Inquiry says Taiwan's Chen faked shooting
An opposition-led inquiry into the election-eve shooting of Taiwan leader Chen Shui-bian concluded on Tuesday that the attack was staged for sympathy votes, a finding the "presidential office" dismissed as ridiculous.
Chen won a second four-year term by a mere 0.2 percent margin a day after the March 19 shooting last year, in which Chen and his running mate Annette Lu were lightly wounded as they campaigned in an open jeep.
"The motive behind the March 19 shooting is to manipulate the election," said Wang Ching-feng, a spokeswoman for the Truth Investigation Committee, which was formed by the opposition-dominated parliament last September.
The committee tried to conduct an investigation separate from an official one into the shooting.
Chen's administration labelled it as unconstitutional and refused to cooperate.
Pointing to discrepancies based on a simulation of the event, Wang said the location of the two bullets found by police at the crime scene meant that they could not have caused the gunshot wound on Chen's abdomen.
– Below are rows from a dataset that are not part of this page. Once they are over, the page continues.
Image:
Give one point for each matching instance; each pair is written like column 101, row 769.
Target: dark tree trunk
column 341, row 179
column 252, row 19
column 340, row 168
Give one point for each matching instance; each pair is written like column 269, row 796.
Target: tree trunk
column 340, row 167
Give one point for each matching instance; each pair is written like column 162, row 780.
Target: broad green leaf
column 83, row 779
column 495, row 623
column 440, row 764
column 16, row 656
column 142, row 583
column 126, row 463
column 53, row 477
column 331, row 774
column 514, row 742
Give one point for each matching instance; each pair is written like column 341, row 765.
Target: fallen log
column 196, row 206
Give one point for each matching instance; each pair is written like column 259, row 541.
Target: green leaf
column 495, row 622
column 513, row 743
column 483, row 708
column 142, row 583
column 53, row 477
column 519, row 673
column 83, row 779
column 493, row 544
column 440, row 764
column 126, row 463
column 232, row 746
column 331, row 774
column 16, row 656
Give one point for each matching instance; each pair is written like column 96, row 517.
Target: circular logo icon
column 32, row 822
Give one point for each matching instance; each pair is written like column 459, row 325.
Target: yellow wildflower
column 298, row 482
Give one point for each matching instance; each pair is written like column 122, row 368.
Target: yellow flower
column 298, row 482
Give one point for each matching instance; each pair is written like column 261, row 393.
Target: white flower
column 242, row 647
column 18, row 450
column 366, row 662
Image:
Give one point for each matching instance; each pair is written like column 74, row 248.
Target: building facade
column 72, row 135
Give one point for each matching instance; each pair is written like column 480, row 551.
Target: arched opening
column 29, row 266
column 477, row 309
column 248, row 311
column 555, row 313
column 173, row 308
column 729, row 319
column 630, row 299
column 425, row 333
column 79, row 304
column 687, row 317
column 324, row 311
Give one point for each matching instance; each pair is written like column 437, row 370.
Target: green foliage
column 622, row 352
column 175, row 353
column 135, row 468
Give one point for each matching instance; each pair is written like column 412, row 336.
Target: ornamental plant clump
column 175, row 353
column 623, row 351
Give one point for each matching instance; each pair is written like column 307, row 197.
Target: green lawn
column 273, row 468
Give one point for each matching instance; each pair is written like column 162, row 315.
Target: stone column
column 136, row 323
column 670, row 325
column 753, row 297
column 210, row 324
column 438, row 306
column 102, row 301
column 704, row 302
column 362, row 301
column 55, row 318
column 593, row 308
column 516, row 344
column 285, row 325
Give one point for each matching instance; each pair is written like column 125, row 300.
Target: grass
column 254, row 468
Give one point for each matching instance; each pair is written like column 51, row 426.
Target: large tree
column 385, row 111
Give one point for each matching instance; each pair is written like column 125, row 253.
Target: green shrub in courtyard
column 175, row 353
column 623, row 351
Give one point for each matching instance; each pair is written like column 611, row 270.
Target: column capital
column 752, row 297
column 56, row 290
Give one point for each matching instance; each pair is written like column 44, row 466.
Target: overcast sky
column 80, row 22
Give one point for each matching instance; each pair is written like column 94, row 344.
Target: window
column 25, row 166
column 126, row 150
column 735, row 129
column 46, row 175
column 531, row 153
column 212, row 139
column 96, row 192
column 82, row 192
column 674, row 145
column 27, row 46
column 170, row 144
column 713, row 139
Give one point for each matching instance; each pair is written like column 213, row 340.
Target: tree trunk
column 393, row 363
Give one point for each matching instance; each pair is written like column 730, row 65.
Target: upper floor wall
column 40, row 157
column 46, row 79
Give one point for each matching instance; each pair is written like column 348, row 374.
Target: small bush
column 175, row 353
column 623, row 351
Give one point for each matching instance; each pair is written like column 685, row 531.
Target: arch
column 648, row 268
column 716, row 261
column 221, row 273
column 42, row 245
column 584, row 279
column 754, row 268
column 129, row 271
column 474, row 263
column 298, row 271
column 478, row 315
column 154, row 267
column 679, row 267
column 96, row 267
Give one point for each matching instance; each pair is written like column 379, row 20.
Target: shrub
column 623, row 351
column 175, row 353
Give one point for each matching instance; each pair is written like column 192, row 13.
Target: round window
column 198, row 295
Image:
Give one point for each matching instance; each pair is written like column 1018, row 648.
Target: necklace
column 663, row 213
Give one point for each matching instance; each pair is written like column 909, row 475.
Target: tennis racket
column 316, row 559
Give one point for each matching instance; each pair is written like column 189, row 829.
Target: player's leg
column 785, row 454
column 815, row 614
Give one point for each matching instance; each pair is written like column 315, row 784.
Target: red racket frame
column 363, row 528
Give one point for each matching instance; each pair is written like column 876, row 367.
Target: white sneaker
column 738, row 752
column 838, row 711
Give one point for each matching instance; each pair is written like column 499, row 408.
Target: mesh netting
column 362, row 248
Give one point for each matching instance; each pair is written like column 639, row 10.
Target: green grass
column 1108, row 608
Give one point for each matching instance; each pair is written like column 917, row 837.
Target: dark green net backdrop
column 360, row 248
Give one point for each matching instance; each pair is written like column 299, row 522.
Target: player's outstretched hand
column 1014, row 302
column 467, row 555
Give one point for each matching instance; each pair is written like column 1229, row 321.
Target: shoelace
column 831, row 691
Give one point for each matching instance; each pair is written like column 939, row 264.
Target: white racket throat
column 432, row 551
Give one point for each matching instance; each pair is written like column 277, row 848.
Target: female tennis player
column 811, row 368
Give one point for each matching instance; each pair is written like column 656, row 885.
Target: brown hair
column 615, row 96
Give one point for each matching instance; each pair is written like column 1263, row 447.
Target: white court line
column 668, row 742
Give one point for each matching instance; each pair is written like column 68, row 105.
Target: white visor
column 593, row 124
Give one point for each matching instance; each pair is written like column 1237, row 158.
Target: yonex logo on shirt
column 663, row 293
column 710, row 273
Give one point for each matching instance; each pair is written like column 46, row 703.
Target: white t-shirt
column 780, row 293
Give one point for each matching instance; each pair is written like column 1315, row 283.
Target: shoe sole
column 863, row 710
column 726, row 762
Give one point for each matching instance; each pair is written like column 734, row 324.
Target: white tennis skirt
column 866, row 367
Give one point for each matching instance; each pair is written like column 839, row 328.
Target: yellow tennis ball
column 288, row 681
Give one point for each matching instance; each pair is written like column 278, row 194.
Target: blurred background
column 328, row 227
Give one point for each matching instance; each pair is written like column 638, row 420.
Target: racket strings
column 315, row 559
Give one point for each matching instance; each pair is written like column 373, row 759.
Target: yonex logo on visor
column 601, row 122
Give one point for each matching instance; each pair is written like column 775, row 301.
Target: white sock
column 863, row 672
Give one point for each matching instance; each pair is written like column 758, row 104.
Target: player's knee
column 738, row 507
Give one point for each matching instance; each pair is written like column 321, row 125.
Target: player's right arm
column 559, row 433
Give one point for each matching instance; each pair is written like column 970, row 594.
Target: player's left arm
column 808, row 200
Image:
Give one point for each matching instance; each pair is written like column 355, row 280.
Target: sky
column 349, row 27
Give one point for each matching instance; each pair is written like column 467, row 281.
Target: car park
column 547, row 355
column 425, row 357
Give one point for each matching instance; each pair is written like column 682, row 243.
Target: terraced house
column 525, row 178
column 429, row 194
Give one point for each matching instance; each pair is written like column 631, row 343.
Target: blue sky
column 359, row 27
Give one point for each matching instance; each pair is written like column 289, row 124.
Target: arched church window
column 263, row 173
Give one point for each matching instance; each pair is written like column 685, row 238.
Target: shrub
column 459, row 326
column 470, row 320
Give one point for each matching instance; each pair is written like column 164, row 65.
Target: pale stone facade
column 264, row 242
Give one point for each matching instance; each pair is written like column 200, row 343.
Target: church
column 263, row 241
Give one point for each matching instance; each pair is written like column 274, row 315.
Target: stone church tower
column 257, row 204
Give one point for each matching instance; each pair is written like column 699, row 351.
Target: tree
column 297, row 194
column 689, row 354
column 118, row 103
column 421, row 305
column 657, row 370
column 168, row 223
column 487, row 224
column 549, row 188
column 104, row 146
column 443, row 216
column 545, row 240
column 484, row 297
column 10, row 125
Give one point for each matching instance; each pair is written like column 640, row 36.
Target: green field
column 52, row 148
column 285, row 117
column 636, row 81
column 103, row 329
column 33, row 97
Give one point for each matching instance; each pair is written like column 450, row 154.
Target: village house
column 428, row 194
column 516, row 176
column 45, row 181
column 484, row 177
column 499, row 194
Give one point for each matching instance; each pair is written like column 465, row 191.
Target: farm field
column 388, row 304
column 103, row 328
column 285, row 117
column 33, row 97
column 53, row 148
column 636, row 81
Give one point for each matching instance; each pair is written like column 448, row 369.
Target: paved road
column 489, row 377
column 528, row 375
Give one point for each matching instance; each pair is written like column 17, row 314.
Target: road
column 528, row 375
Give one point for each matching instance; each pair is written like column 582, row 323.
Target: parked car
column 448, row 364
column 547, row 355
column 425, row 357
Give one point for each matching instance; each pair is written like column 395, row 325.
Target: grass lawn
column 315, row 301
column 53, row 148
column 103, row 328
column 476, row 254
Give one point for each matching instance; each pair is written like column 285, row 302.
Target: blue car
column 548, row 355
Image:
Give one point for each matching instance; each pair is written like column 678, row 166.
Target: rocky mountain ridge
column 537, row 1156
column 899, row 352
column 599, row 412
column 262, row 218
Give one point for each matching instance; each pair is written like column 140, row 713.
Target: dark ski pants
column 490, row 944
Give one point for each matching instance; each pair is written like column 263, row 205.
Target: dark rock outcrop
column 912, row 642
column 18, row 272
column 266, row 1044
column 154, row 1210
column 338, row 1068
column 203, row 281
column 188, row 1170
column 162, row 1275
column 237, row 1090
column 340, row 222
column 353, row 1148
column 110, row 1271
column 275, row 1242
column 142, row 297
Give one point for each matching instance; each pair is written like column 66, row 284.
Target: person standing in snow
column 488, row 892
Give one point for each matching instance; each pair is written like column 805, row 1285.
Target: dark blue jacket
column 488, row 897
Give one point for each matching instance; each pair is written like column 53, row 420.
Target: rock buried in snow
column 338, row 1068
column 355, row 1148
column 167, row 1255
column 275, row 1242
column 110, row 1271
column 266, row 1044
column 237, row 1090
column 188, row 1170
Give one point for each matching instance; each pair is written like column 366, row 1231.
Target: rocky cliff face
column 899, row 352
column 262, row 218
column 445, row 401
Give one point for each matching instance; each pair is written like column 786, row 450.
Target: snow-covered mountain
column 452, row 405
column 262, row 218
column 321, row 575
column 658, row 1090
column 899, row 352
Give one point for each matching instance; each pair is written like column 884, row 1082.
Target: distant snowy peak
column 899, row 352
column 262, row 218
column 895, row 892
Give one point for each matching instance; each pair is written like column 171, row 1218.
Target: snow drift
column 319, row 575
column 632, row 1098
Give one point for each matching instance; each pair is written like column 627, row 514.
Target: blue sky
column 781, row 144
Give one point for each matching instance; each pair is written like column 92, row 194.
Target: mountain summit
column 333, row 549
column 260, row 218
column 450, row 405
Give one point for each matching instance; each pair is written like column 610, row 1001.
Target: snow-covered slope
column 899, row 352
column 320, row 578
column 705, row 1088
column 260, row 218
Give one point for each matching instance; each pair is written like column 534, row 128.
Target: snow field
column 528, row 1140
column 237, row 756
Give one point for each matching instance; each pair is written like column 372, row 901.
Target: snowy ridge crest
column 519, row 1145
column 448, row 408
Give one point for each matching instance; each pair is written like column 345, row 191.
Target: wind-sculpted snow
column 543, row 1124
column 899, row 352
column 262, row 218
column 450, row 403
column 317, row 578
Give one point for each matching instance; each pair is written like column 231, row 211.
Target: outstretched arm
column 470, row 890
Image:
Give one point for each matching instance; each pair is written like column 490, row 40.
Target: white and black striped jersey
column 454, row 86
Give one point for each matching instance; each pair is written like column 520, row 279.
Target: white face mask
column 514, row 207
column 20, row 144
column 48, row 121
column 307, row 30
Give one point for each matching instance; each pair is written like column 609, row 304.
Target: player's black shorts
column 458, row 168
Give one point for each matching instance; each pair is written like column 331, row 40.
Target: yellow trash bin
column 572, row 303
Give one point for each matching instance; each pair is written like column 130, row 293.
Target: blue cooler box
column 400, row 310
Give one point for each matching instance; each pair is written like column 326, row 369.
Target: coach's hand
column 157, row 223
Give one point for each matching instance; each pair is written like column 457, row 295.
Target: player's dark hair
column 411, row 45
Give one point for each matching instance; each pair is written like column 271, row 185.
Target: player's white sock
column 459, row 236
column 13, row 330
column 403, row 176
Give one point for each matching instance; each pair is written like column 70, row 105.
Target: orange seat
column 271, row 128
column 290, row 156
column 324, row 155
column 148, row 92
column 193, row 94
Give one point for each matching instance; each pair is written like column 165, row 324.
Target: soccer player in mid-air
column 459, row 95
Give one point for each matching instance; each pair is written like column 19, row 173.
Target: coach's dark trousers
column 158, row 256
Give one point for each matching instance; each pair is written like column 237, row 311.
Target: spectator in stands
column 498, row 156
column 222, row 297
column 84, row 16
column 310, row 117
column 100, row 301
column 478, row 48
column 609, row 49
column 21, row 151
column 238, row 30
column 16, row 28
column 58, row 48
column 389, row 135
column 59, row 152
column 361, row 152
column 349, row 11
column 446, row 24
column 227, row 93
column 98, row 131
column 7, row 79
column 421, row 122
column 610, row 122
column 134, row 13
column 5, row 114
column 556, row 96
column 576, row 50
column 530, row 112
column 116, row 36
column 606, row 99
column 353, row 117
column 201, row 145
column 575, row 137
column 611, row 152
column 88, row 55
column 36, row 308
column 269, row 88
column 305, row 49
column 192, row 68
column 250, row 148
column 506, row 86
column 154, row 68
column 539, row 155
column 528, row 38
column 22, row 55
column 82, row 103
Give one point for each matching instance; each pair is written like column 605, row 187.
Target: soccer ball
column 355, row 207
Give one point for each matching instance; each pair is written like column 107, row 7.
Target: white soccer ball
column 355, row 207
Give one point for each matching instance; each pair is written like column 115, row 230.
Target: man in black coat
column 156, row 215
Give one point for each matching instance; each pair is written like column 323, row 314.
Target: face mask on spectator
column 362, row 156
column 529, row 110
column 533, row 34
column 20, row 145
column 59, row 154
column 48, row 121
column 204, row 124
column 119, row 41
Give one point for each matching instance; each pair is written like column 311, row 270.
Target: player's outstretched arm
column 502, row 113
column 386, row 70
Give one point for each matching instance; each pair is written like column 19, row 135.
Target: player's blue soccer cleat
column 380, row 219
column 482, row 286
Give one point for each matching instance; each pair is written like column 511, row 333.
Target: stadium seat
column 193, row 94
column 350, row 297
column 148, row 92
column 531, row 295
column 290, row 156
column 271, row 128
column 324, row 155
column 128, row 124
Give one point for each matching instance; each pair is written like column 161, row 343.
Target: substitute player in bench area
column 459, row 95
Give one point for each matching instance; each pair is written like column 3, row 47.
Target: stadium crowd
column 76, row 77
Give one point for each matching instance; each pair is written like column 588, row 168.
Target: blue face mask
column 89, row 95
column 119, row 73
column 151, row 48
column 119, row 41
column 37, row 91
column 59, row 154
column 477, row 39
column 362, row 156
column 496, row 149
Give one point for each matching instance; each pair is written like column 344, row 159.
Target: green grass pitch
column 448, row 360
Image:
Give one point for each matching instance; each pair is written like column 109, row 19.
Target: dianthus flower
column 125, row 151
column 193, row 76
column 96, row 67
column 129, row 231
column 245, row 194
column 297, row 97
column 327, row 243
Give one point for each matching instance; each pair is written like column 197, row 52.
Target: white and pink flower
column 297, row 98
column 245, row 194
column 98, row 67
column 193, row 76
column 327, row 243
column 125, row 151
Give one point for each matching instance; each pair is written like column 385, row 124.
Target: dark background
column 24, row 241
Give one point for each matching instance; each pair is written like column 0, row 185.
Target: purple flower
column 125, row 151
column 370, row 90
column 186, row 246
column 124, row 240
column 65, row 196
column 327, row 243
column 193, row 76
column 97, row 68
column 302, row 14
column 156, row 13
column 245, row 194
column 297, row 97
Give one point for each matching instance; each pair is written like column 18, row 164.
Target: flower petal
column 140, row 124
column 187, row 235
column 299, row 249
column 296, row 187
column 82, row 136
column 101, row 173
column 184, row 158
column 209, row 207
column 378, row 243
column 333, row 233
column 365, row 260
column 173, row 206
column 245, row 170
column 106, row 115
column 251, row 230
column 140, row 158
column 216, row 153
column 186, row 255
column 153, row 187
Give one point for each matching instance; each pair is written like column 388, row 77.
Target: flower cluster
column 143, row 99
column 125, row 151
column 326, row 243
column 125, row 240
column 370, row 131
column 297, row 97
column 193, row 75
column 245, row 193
"We determined Chen's wound was not caused by the lead bullet discovered. (The shooting) did not take place in that place at that time," Wang told reporters.
Chen has denied staging the attack and his office said the inquiry's conclusion was politically motivated.
"Without any concrete evidence, the report is totally unacceptable," Chen said.
Police have not identified the assailant after nine months of investigation. Their biggest breakthrough came in December when they arrested the man who they said made the bullets used in the attack.
The Nationalists had filed two lawsuits to contest Chen's election victory. Both were rejected by the High Court.
The Truth Investigation Committee sent a 150-page report to lawmakers and suggested parliament should use its power to sack Chen for refusing to cooperate in the investigation -- a move analysts say is unlikely to happen.